The bass guitars are great musical instruments and can be played with or without a plectrum (pick) (Lemmy, Kaye, Jackson). There are some ideological, as well as musical, differences: the pick more closely approximates the sound and style of the electric guitar, while the alternative—plucking the strings with the fingers—more closely approximates the sound of a double bass(Jamerson). For much of its history, the bass guitar was considered a poor musician’s double bass.
5-, 6-, and even 10- and 12-string variants exist. While the 5-string version is often considered appropriate for rock and metal musicians seeking to extend the instrument lower than the electric guitar (and thereby creating an alternative bass part, rather than solely doubling the guitar part), the 6-string version is used primarily in jazz-rock fusion settings or in virtuoso work (Jackson).

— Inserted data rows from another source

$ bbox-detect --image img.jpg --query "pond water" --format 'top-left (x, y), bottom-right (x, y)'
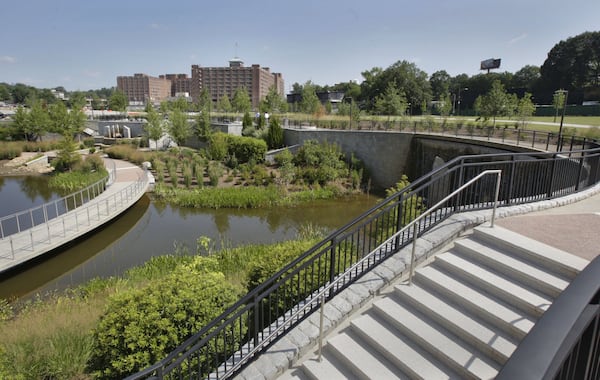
top-left (0, 176), bottom-right (381, 300)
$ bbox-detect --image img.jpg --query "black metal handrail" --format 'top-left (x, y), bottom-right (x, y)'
top-left (127, 137), bottom-right (600, 379)
top-left (496, 255), bottom-right (600, 380)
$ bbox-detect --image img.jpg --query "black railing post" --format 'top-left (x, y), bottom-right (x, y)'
top-left (507, 156), bottom-right (516, 203)
top-left (576, 152), bottom-right (586, 191)
top-left (253, 294), bottom-right (260, 346)
top-left (394, 194), bottom-right (404, 251)
top-left (516, 129), bottom-right (521, 146)
top-left (547, 154), bottom-right (557, 198)
top-left (532, 131), bottom-right (536, 148)
top-left (546, 132), bottom-right (552, 151)
top-left (328, 237), bottom-right (337, 297)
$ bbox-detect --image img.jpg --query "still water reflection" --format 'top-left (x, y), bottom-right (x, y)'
top-left (0, 176), bottom-right (380, 299)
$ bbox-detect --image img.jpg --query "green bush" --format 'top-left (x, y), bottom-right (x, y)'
top-left (207, 133), bottom-right (228, 161)
top-left (89, 266), bottom-right (243, 379)
top-left (265, 116), bottom-right (284, 149)
top-left (227, 135), bottom-right (267, 164)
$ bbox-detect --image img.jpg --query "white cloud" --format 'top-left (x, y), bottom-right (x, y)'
top-left (0, 56), bottom-right (16, 63)
top-left (83, 70), bottom-right (101, 78)
top-left (508, 33), bottom-right (528, 46)
top-left (149, 23), bottom-right (167, 30)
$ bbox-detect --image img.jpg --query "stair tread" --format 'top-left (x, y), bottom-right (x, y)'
top-left (416, 265), bottom-right (535, 338)
top-left (473, 225), bottom-right (589, 275)
top-left (456, 238), bottom-right (570, 295)
top-left (435, 252), bottom-right (554, 316)
top-left (394, 283), bottom-right (517, 362)
top-left (374, 297), bottom-right (500, 380)
top-left (302, 351), bottom-right (354, 380)
top-left (352, 314), bottom-right (460, 379)
top-left (328, 333), bottom-right (405, 379)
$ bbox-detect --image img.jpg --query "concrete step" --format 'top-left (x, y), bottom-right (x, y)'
top-left (434, 252), bottom-right (553, 318)
top-left (472, 225), bottom-right (588, 279)
top-left (301, 350), bottom-right (358, 380)
top-left (453, 237), bottom-right (569, 298)
top-left (415, 266), bottom-right (535, 340)
top-left (327, 332), bottom-right (406, 379)
top-left (351, 313), bottom-right (461, 379)
top-left (373, 297), bottom-right (500, 380)
top-left (393, 283), bottom-right (517, 365)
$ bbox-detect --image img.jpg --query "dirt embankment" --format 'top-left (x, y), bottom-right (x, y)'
top-left (0, 153), bottom-right (54, 176)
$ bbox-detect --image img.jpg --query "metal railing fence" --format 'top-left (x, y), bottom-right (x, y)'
top-left (0, 161), bottom-right (116, 240)
top-left (127, 142), bottom-right (600, 380)
top-left (0, 162), bottom-right (148, 259)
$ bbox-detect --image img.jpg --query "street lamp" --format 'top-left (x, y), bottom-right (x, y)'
top-left (457, 87), bottom-right (468, 117)
top-left (346, 96), bottom-right (353, 130)
top-left (555, 89), bottom-right (568, 152)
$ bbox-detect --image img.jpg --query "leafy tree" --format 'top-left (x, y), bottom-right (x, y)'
top-left (299, 81), bottom-right (320, 114)
top-left (11, 83), bottom-right (34, 104)
top-left (195, 89), bottom-right (211, 112)
top-left (374, 83), bottom-right (407, 118)
top-left (68, 91), bottom-right (87, 109)
top-left (242, 111), bottom-right (253, 130)
top-left (265, 116), bottom-right (284, 149)
top-left (232, 87), bottom-right (251, 113)
top-left (195, 108), bottom-right (211, 140)
top-left (429, 70), bottom-right (451, 100)
top-left (0, 83), bottom-right (10, 101)
top-left (144, 106), bottom-right (164, 150)
top-left (216, 94), bottom-right (232, 113)
top-left (53, 135), bottom-right (81, 172)
top-left (540, 31), bottom-right (600, 90)
top-left (360, 60), bottom-right (431, 114)
top-left (552, 90), bottom-right (567, 123)
top-left (11, 106), bottom-right (32, 140)
top-left (474, 80), bottom-right (516, 126)
top-left (260, 86), bottom-right (286, 113)
top-left (512, 65), bottom-right (540, 91)
top-left (516, 93), bottom-right (536, 128)
top-left (168, 109), bottom-right (191, 147)
top-left (27, 99), bottom-right (50, 140)
top-left (108, 90), bottom-right (128, 112)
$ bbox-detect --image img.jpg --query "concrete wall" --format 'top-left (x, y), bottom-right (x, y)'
top-left (284, 128), bottom-right (537, 189)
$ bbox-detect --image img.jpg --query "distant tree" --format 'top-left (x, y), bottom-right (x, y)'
top-left (53, 135), bottom-right (81, 172)
top-left (68, 91), bottom-right (87, 109)
top-left (332, 81), bottom-right (361, 100)
top-left (170, 97), bottom-right (189, 112)
top-left (0, 83), bottom-right (10, 101)
top-left (299, 82), bottom-right (320, 114)
top-left (27, 100), bottom-right (50, 140)
top-left (90, 94), bottom-right (103, 110)
top-left (195, 89), bottom-right (211, 112)
top-left (11, 106), bottom-right (32, 140)
top-left (552, 90), bottom-right (567, 123)
top-left (108, 90), bottom-right (127, 112)
top-left (48, 101), bottom-right (70, 134)
top-left (516, 93), bottom-right (536, 128)
top-left (540, 31), bottom-right (600, 90)
top-left (429, 70), bottom-right (451, 100)
top-left (512, 65), bottom-right (540, 91)
top-left (265, 116), bottom-right (284, 149)
top-left (260, 86), bottom-right (285, 113)
top-left (11, 83), bottom-right (33, 104)
top-left (144, 106), bottom-right (164, 150)
top-left (374, 83), bottom-right (407, 118)
top-left (216, 94), bottom-right (232, 113)
top-left (360, 60), bottom-right (431, 114)
top-left (168, 109), bottom-right (191, 147)
top-left (195, 108), bottom-right (211, 141)
top-left (232, 87), bottom-right (251, 113)
top-left (242, 111), bottom-right (253, 128)
top-left (474, 80), bottom-right (516, 126)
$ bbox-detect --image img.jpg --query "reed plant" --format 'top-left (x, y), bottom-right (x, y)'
top-left (0, 142), bottom-right (23, 160)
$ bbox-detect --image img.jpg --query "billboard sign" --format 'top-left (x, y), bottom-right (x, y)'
top-left (481, 58), bottom-right (501, 70)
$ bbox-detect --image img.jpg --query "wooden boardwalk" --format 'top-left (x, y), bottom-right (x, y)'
top-left (0, 158), bottom-right (150, 274)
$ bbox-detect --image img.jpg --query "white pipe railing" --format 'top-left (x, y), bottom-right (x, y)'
top-left (1, 164), bottom-right (148, 259)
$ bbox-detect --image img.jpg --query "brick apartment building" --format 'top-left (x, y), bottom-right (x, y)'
top-left (191, 58), bottom-right (284, 109)
top-left (116, 73), bottom-right (172, 104)
top-left (117, 59), bottom-right (283, 109)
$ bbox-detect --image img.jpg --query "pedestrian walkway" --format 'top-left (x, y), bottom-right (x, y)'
top-left (496, 191), bottom-right (600, 261)
top-left (0, 158), bottom-right (150, 274)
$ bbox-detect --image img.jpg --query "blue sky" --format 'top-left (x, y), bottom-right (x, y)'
top-left (1, 0), bottom-right (599, 92)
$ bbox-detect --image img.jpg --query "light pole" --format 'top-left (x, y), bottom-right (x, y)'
top-left (555, 89), bottom-right (568, 152)
top-left (346, 96), bottom-right (353, 130)
top-left (457, 87), bottom-right (468, 117)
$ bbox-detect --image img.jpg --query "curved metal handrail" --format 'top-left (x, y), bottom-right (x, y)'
top-left (128, 140), bottom-right (600, 379)
top-left (0, 163), bottom-right (116, 240)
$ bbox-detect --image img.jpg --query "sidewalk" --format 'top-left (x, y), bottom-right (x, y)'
top-left (496, 191), bottom-right (600, 261)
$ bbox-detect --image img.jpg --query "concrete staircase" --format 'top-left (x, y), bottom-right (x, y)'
top-left (279, 225), bottom-right (588, 380)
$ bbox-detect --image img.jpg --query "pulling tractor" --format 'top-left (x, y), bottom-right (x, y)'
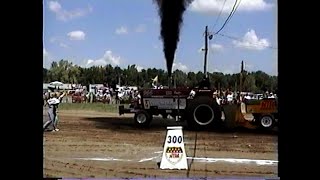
top-left (119, 84), bottom-right (222, 130)
top-left (119, 89), bottom-right (278, 130)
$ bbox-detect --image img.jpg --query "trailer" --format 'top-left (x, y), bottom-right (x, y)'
top-left (220, 97), bottom-right (278, 130)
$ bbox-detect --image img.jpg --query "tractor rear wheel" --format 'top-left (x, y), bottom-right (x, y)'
top-left (186, 96), bottom-right (222, 130)
top-left (134, 110), bottom-right (152, 128)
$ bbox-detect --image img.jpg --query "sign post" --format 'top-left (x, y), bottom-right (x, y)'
top-left (160, 126), bottom-right (188, 170)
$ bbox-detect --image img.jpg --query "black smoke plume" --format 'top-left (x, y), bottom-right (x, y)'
top-left (154, 0), bottom-right (193, 77)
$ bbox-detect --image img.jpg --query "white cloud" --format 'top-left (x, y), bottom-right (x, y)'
top-left (153, 44), bottom-right (160, 49)
top-left (49, 36), bottom-right (69, 48)
top-left (86, 59), bottom-right (107, 67)
top-left (43, 48), bottom-right (51, 68)
top-left (232, 29), bottom-right (269, 50)
top-left (115, 26), bottom-right (128, 35)
top-left (48, 1), bottom-right (61, 12)
top-left (135, 24), bottom-right (147, 33)
top-left (213, 68), bottom-right (234, 74)
top-left (173, 62), bottom-right (189, 72)
top-left (162, 55), bottom-right (189, 73)
top-left (48, 1), bottom-right (93, 21)
top-left (189, 0), bottom-right (273, 15)
top-left (146, 17), bottom-right (159, 24)
top-left (211, 43), bottom-right (224, 51)
top-left (245, 63), bottom-right (254, 70)
top-left (59, 43), bottom-right (69, 48)
top-left (136, 65), bottom-right (144, 72)
top-left (43, 48), bottom-right (48, 58)
top-left (212, 62), bottom-right (255, 74)
top-left (86, 50), bottom-right (121, 67)
top-left (272, 52), bottom-right (278, 75)
top-left (49, 37), bottom-right (57, 43)
top-left (67, 31), bottom-right (86, 40)
top-left (198, 43), bottom-right (223, 53)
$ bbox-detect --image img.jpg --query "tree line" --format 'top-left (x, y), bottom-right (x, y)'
top-left (43, 60), bottom-right (278, 94)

The 10- and 12-strings versions are usually considered curiosities, best used in solo work, or in bands that feature those instruments specifically.
Initially plucking or picking have been the primary means of creating sound on the instrument, but especially during the 1970s bass players started slapping the strings with the thumb (Clarke, Wooten); popping the strings by quickly pulling and releasing the strings with the index and middle fingers (Clarke); tapping on the strings with both or either hand; and even strumming the strings in a rasgueado style derived from flamenco guitar performance. Combining these techniques is considered a virtuoso achievement (Wooten).
The bass guitar enables a variety of approaches to performance: from “walking” bass lines derived from jazz; playing countermelodies or imitating the bass drum and snare parts of the drum set (Jamerson, Ndegeocello); to fully soloistic lines imitating or doubling saxophone or guitar lines (Pastorius, Wooten, Jackson); to “lead” bass guitar parts that at once solo and lay down a groove (Clarke, Ndegeocello, Roessler); to bass solos leading into doubling the guitar part, but an octave lower (Lemmy); to providing coloristic and percussive effects (DiGiorgio); and much else besides.
Because the electric guitar has often been considered the virtuoso instrument in male-dominated popular music, women’s contributions have often been relegated to playing the bass guitar.
Despite this gendering, women have featured prominently as bassists, making important contributions in all genres—including soul, funk, hardcore punk, and doom metal—with all techniques, and expressing various subjectivities through the instrument (Ndegeocello, Kaye, Roessler, Slajh).